Setelah beberapa hari, teman-teman kosku yang lain yang juga beragama non-Islam mulai ikut terpengaruh juga. Mereka pun ikut-ikutan bersemangat seperti aku, bangun tengah malam untuk ikut sahur, kemudian sorenya ikut pula berbuka.

Itu terjadi tiap-tiap hari selama sebulan puasa penuh! (Tentu saja, dipotong beberapa hari terakhir bulan puasa, mengingat sudah banyak dari kami yang mudik lebaran.)

Ramadan tahun berikutnya, berhubung formasi di tempat kos kami tidak banyak berubah, penghuninya hampir seluruhnya masih orang-orang yang itu-itu juga, hal itu berulang. Pun tahun berikutnya.

Alhasil, perbuatan kami, anak-anak kos yang non-Islam, dalam membantu dan memotivasi rekan-rekan Islam kami agar dapat berpuasa dengan khusyuk dan lancar itu pun menjadi tradisi di rumah kos tersebut, sehingga, di tahun-tahun berikutnya, saat penghuni kos sudah sebagian besar berganti orang pun, budaya tersebut tetap berjalan!

Tapi ada satu hal lagi yang membuatnya menjadi menarik. Anak-anak kos yang Islam pun merespon!

Sebagaimana lazimnya, selama bulan puasa banyak tempat makan yang tutup, istimewanya pada minggu pertama. Tidak bisa dipungkiri, kami yang tidak berpuasa merasa kesulitan juga manakala saat siang hari sepulang kuliah atau pada jam istirahat kantor kami kelaparan namun susah mencari makanan.
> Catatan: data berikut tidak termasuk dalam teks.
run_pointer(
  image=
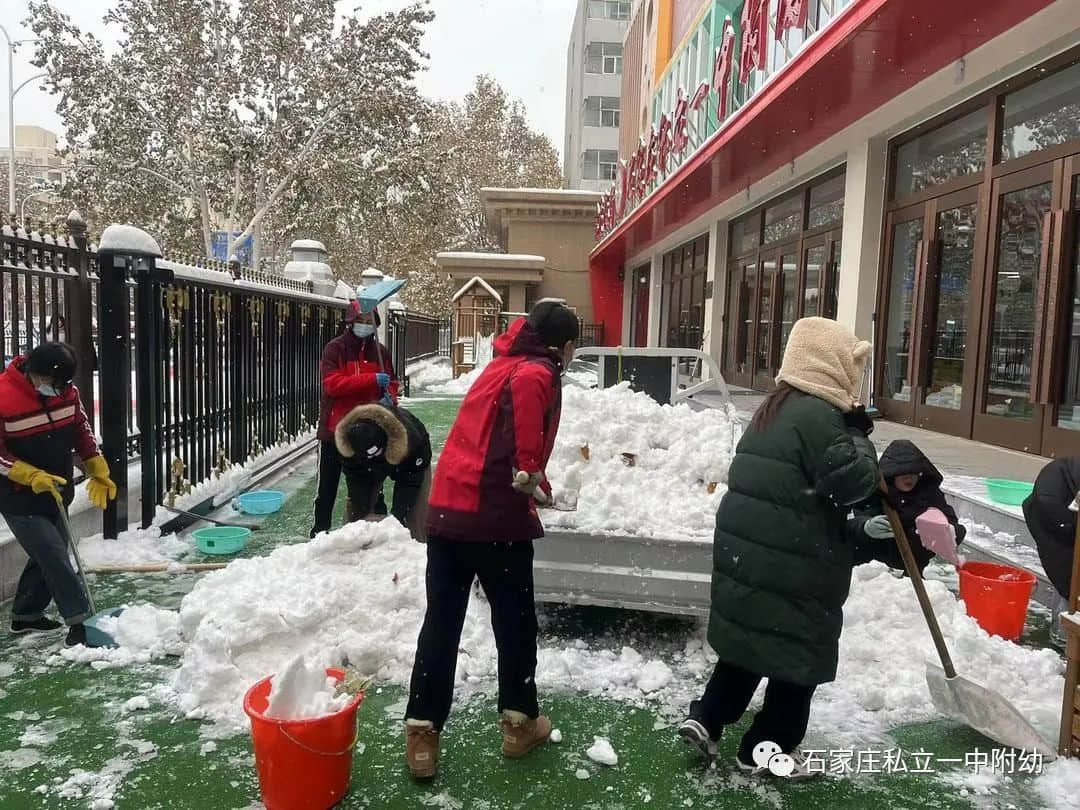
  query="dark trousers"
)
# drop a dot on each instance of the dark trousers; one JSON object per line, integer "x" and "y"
{"x": 49, "y": 576}
{"x": 331, "y": 467}
{"x": 783, "y": 717}
{"x": 505, "y": 574}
Untungnya, anak-anak kos yang berstatus sebagai ibu rumah tangga atau yang punya usaha sendiri, sehingga hampir tiap siang stand by di rumah, memberikan solusi dengan menawarkan jasa untuk memasak bagi kami. Atau, berhubung mereka punya waktu luang banyak, selagi kami di kampus atau di kantor, mereka mencarikan tempat-tempat makan yang tetap buka untuk membelikan kami nasi, sayur, dan lauk untuk kami makan siang.
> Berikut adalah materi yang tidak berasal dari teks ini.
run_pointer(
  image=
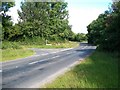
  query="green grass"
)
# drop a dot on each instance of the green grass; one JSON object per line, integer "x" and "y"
{"x": 16, "y": 50}
{"x": 12, "y": 54}
{"x": 100, "y": 70}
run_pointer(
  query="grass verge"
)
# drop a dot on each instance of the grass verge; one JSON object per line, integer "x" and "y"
{"x": 55, "y": 45}
{"x": 100, "y": 70}
{"x": 12, "y": 54}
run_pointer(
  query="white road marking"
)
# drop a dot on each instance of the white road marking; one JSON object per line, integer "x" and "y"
{"x": 45, "y": 54}
{"x": 33, "y": 62}
{"x": 16, "y": 67}
{"x": 55, "y": 57}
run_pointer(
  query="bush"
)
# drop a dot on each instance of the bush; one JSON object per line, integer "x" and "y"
{"x": 10, "y": 45}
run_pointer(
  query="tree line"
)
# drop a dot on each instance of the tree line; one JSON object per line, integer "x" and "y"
{"x": 48, "y": 20}
{"x": 105, "y": 30}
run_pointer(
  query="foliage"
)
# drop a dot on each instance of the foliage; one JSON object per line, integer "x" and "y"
{"x": 6, "y": 19}
{"x": 104, "y": 31}
{"x": 91, "y": 73}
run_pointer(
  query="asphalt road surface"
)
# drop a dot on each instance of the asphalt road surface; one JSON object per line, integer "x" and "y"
{"x": 29, "y": 71}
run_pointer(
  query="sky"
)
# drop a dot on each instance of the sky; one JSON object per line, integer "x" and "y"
{"x": 81, "y": 12}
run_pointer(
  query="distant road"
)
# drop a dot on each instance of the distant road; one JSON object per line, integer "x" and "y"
{"x": 28, "y": 72}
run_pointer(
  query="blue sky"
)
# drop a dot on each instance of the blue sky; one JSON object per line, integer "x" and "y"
{"x": 81, "y": 12}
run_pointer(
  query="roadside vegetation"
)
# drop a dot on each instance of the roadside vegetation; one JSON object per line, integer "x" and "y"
{"x": 13, "y": 54}
{"x": 46, "y": 27}
{"x": 100, "y": 70}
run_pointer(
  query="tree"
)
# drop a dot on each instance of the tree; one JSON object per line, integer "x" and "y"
{"x": 6, "y": 19}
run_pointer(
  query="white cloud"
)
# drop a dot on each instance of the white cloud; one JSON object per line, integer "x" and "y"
{"x": 80, "y": 18}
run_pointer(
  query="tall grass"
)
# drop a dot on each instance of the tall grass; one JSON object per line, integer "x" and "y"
{"x": 12, "y": 54}
{"x": 100, "y": 70}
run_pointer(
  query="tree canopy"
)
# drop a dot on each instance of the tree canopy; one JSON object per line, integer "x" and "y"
{"x": 105, "y": 30}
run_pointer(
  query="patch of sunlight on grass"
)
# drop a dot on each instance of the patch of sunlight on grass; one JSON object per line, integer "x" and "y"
{"x": 100, "y": 70}
{"x": 12, "y": 54}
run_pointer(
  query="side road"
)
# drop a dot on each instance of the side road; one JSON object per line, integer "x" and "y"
{"x": 31, "y": 72}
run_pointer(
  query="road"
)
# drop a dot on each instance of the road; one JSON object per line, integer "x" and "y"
{"x": 31, "y": 71}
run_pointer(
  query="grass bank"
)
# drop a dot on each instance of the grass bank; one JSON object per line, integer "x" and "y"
{"x": 16, "y": 50}
{"x": 100, "y": 70}
{"x": 12, "y": 54}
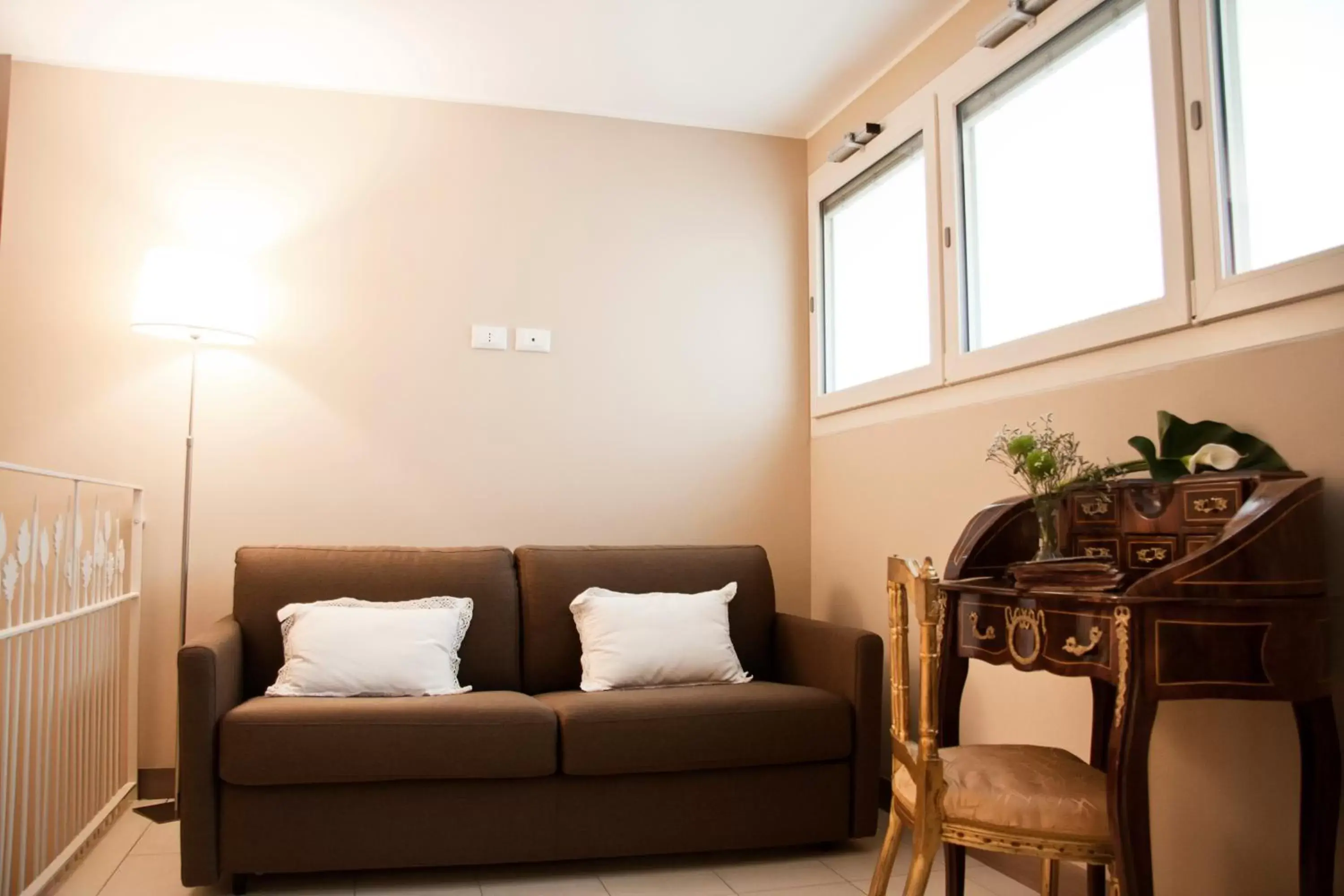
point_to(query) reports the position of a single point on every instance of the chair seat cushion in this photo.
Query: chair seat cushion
(1042, 790)
(308, 741)
(722, 726)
Dan perbuatan itu menjadi tradisi tahunan pula di kos kami!

Budaya itu jelas sangat mengeratkan hubungan batin di antara kami semua. Bilamana kami sedang kumpul-kumpul di hari-hari di luar bulan Ramadan, kami suka tertawa-tawa mengenang saat-saat itu. Sebab, memang kocak juga: yang non-Islam justru yang lebih sering bangun lebih pagi lalu membangunkan mereka yang berpuasa untuk sahur, juga yang justru lebih antusias menyiapkan hidangan sahur serta membeli tajil dan makanan buka puasa; tapi di sisi berbeda, yang Islam-lah yang justru “sangat cerewet” mengingatkan anak-anak yang tidak beragama Islam agar tidak lupa makan siang, minum obat, atau hal-hal seperti itu, dan juga yang justru lebih getol cari makanan di siang hari!